Yeah, I know it’s not even close to that simple.
The more I look at this particular work too the more I realize it’s not a simple political statement. There’s a level of ambiguity here. Is the artist calling for fewer guns and more love, or saying that if there were fewer guns there’d be more love? Correlation doesn’t always mean causality.
What’s even more interesting to me is the placement. Here’s where I found it:
This particular railroad overpass that marks where Wrenwood Drive becomes Nebraska Avenue. Technically they’re one street, but Nashville is one of those cities where sprawl has led to a lot of spots where one street simply turns into another and renaming them and fixing the maps is a political matter.
I got the close-up by standing in a parking lot and using the zoom feature on my camera. Standing out in the road is a bad idea under any circumstances but this is also an area where cars zoom through. That brings to my mind how much art is a matter of life and death. Depending on how you look at it there’s no such thing as an apolitical work of art.
That reminds me of a joke: two Romanians are sitting in a bar. One of them says, “Fifty-four” and the other laughs. Then the other says, “Ninety-six” and the first one laughs. The bartender overhears this and asks, “What’s with the numbers, guys?”
One of them explains, “Under Ceaucescu we had all these political jokes we couldn’t tell without getting arrested. We gave the jokes numbers so we could share them without telling them.”
The bartender smiles and says, “Oh, I get it. Hey guys–twenty-seven!”
They look at him blankly and then one says, “You know, it’s not the joke so much as how you tell it.”
Seen any graffiti? Send your pictures to freethinkers@nerosoft.com. Let me know if you’d like to be credited or if you’d like to remain completely anonymous. It’s all in how you tell it.

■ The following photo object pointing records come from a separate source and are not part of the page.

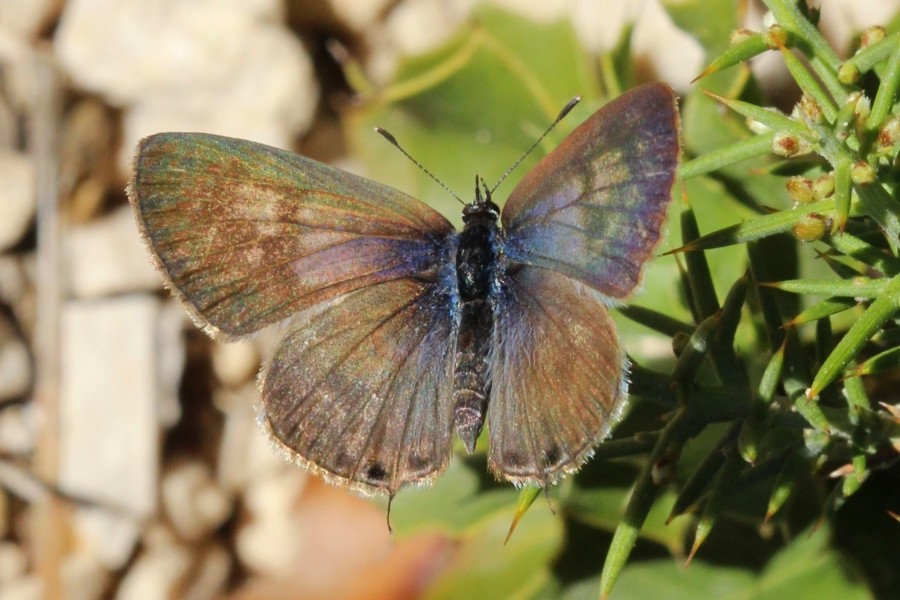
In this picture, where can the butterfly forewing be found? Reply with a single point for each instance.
(593, 208)
(270, 233)
(361, 391)
(557, 377)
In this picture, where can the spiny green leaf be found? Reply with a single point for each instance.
(881, 309)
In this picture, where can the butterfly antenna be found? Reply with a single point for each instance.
(562, 114)
(390, 502)
(386, 135)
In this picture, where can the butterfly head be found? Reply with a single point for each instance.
(483, 209)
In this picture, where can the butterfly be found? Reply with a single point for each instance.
(400, 329)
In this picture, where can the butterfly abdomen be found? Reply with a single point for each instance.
(476, 268)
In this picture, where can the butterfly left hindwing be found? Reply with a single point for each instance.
(361, 392)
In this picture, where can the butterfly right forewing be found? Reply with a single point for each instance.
(361, 392)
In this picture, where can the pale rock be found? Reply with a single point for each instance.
(17, 196)
(210, 575)
(107, 256)
(235, 363)
(157, 573)
(204, 65)
(673, 55)
(359, 15)
(16, 275)
(171, 354)
(599, 26)
(5, 514)
(83, 577)
(13, 562)
(245, 452)
(15, 363)
(271, 542)
(25, 17)
(17, 430)
(27, 587)
(109, 423)
(193, 502)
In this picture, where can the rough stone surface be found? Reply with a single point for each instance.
(107, 256)
(226, 68)
(235, 363)
(193, 501)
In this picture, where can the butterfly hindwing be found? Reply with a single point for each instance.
(557, 377)
(593, 208)
(270, 233)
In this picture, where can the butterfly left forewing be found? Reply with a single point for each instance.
(246, 235)
(557, 377)
(594, 207)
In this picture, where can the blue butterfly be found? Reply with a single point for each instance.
(401, 329)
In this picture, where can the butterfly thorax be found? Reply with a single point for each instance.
(477, 268)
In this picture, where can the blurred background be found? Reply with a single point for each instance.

54. That is a good one. Also highly political and likely to get you killed… I just love how your mind works!
Under Ceaucescu just about anything someone said was likely to get them killed. Supposedly he had the show Dallas broadcast to show how decadent Americans were. I think the truth is he thought of himself as being like JR Ewing.
My late father used to tell a version of that joke, Chris. Thanks for the artistry of this post. It’s all in how you tell it.
I would have loved to have heard your father’s version of that joke.